Garbo had a fierce need for privacy and solitude. Even during her Hollywood career she would commandeer the right to disappear at odd times without explaining herself to anyone. At the end of a day of filming, she often declared herself exhausted, but I suspect this was an introvert’s characteristic response to social overload more than physical fatigue. According to Gottlieb, she kept her friends in compartments – another common trait of introverts – in contrast to hanging out with even a small gang. And most telling to me, she became furious when longtime confidantes gave interviews or wrote a tell-all memoir about her. Each time Gottlieb related an incident where Garbo cut off someone who had done this, he put the word “betrayal” in quotation marks, indicating that he thought Garbo was ridiculous to regard the situation that way. Yet to an introvert it’s axiomatic that trusted friends or caretakers should not talk about them to others.
Most interesting to me in Gottlieb’s biography is his casual revelation that during her last 50 years in New York City, Garbo was not actually a recluse, pathetically stuck at home. “She was, in fact, all over the place: going to dinner parties, going to the movies, going out of town to stay with friends, and of course walking. And when she was out walking on her own, she would drop in on this or that person as the mood struck her,” Gottlieb says. Garbo simply did not want to be waylaid on the street or photographed as she walked around for exercise or as she did errands, wearing slouchy, nondescript clothing. To the media and the public, this pattern didn’t fit their image of her as a glamorous movie star, and they therefore construed this as “a secret life,” “a disappearing act” or her being a “hermit” or a “sphinx.”

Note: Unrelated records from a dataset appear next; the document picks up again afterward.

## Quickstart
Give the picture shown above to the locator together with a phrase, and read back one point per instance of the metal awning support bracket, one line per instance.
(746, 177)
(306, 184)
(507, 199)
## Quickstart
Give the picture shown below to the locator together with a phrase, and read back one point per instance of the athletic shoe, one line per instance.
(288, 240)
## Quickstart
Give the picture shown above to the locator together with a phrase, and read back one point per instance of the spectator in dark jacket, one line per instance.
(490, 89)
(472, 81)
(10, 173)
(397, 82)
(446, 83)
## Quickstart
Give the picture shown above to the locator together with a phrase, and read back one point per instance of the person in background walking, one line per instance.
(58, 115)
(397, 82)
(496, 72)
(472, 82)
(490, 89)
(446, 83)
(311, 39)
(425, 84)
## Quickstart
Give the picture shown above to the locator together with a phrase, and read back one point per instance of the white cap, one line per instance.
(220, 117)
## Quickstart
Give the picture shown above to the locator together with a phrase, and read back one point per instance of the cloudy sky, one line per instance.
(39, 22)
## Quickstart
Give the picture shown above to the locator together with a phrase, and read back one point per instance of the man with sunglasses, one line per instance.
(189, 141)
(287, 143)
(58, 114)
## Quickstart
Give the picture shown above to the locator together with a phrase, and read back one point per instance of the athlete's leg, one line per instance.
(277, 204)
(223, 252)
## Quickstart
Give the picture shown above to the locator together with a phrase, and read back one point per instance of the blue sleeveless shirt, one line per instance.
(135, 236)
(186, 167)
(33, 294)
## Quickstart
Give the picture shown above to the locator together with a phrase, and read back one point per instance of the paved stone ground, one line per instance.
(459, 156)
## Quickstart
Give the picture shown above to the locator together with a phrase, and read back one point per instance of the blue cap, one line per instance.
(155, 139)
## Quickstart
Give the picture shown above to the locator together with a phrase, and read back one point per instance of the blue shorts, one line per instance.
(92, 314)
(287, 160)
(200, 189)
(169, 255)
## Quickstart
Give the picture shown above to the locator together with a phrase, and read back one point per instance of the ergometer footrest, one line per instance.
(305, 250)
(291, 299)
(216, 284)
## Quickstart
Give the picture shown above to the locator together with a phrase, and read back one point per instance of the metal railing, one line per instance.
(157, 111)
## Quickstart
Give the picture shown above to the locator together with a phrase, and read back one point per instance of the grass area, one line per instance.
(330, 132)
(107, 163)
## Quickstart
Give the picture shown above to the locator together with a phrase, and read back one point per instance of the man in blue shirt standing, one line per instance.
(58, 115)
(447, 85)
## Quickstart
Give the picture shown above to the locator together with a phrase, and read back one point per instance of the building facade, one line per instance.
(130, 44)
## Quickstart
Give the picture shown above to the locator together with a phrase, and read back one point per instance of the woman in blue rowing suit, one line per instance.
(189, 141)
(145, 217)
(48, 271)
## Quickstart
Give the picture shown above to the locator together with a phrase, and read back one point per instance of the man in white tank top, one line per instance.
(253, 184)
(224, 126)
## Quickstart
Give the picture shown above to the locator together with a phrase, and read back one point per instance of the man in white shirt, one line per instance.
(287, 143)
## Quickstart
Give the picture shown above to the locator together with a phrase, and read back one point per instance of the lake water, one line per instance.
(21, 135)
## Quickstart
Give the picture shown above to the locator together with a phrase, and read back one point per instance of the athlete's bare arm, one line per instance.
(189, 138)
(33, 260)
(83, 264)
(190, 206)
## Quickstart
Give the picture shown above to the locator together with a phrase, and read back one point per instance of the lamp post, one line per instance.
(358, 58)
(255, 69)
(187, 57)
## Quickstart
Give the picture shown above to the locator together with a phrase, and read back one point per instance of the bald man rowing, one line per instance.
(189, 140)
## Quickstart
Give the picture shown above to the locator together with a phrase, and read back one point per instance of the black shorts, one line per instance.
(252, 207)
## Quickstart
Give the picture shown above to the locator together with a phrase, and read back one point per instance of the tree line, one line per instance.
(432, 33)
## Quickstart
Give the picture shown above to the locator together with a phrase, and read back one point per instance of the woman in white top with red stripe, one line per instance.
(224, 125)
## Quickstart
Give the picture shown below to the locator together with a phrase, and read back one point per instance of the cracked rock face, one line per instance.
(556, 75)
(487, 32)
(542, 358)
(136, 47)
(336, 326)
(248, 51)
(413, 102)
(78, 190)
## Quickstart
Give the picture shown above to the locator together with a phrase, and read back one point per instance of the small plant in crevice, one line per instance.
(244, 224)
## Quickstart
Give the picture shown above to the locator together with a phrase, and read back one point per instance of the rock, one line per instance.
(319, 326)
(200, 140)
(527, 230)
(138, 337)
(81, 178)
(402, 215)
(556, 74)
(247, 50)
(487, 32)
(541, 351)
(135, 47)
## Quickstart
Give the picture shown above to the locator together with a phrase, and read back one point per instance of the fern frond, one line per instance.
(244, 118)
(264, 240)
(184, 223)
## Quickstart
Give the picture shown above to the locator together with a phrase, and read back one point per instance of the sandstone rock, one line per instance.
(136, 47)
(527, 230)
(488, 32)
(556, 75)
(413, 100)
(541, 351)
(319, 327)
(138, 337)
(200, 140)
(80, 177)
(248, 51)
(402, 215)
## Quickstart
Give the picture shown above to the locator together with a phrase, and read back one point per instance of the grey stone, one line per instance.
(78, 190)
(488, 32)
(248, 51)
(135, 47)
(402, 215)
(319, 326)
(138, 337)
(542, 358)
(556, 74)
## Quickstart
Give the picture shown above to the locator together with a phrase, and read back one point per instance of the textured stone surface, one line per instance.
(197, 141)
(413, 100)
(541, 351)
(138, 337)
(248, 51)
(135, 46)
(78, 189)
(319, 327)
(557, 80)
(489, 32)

Let me interject that famously camera-shy novelist Thomas Pynchon has commented, “‘Recluse’ is a code word generated by journalists meaning, ‘doesn't like to talk to reporters.’” On that note, I should probably have put “recluse” in the title of this post in quotation marks.
So on the one hand we have a prodigiously talented, once famous person combining solitude and small-scale socializing the way many introverts who follow their natural instincts do. And on the other hand we have a society that insists on viewing that lifestyle as bizarre, unfair to others who wanted a piece of the former star, and pitiable. Sigh.